Even if hackers never pounce, however, the fact that the flaws have to be addressed means they will have an economic impact. Almost any computer can theoretically be attacked, but providers of cloud-computing services, such as Amazon Web Services and Google, are most vulnerable. Individual machines in the firms’ data centres often process jobs from many clients at once; hackers could rent capacity on them to get information from their virtual neighbours. These companies had already started to roll out patches before the design flaws became widely known.
In the case of Meltdown the patches come at a cost: they lower a computer’s performance. Firms say they have not yet seen a big impact, but even a few percentage points of number-crunching power matter, says Stacy Rasgon of Bernstein Research. In the case of Google, whose data centres are said to house more than 1m servers, the performance impact could amount to the equivalent of tens of thousands of servers. Cloud providers are likely to demand compensation from Intel, which makes most of the processors used in data centres.

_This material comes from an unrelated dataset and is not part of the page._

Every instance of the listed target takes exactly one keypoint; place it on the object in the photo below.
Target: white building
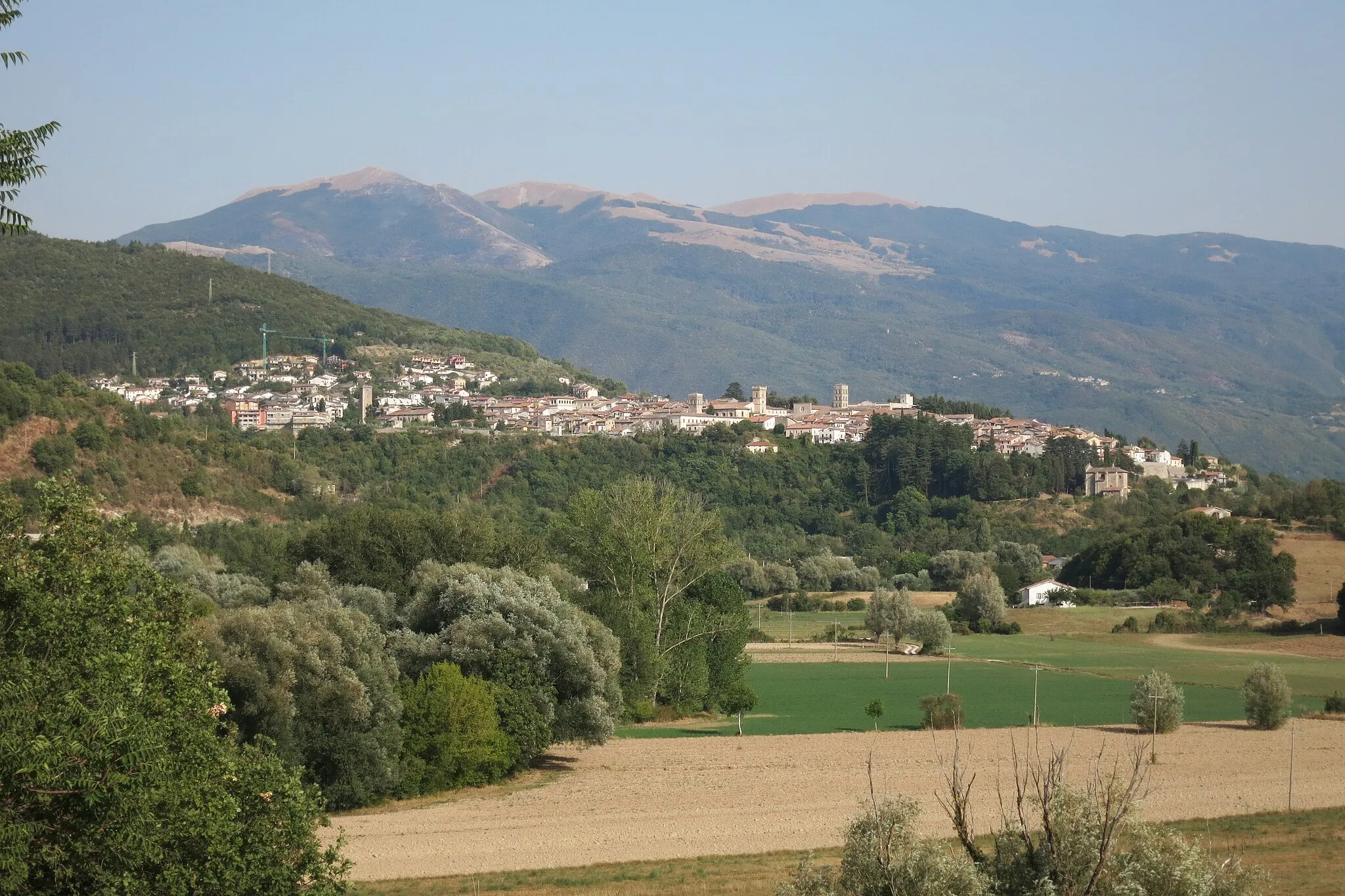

Intel has already been hit by at least three class-action lawsuits over these vulnerabilities. If they do get exploited at scale, the firm could face a public-relations disaster similar to one in 1994 when news emerged of a bug that caused its Pentium processors occasionally to divide numbers incorrectly. Although the flaw did not affect most users, Intel was forced to replace many processors, leading to a $475m charge against its earnings.
The chip giant maintains that this time is different, noting that back then the problem stemmed from a bona-fide bug in its chips; now it is the result of a weakness in the way that most processors are designed, which also affects products from other chip firms, including AMD and ARM. Yet even if the firm does not take a financial hit, the episode will have made its chief executive, Brian Krzanich, look bad. In late November, nearly six months after Intel was warned of the vulnerabilities, he sold Intel shares worth $39m. The firm says that the sale was unrelated and executed under an automated trading plan, but this scheme was set up in October.
Mr Krzanich could do without the distraction, since Intel has other, bigger problems. It still reigns over the markets for chips that power personal computers and standard servers in data centres. Yet the action in the semiconductor industry has shifted to processors that excel at processing reams of data for artificial-intelligence services, such as those sold by NVIDIA. Intel is not standing still. It has bought Nervana Systems, an AI tech firm. But it has yet to prove itself in this new world.
Meltdown and Spectre are also likely to lead to soul-searching in the computer industry as a whole. Paul Kocher, one of the researchers who found the vulnerabilities, has said that they are chiefly a result of putting performance ahead of security. They stem from efforts to accelerate computers that date back to the 1990s. In order to save valuable nanoseconds when running a program, processors tackle some snippets of code ahead of time, a trick called “speculative execution”. Hackers can use bits of information that are not needed and are discarded, to their advantage.
There is no easy fix to this. Speculative execution is as fundamental to the working of modern chips as assembly lines are to a modern factory. More broadly, the economic incentives in the computing business favour speed and sharing over security, which promotes brittleness and fragility. The computer industry will survive this one-two punch, but other blows are bound to keep landing.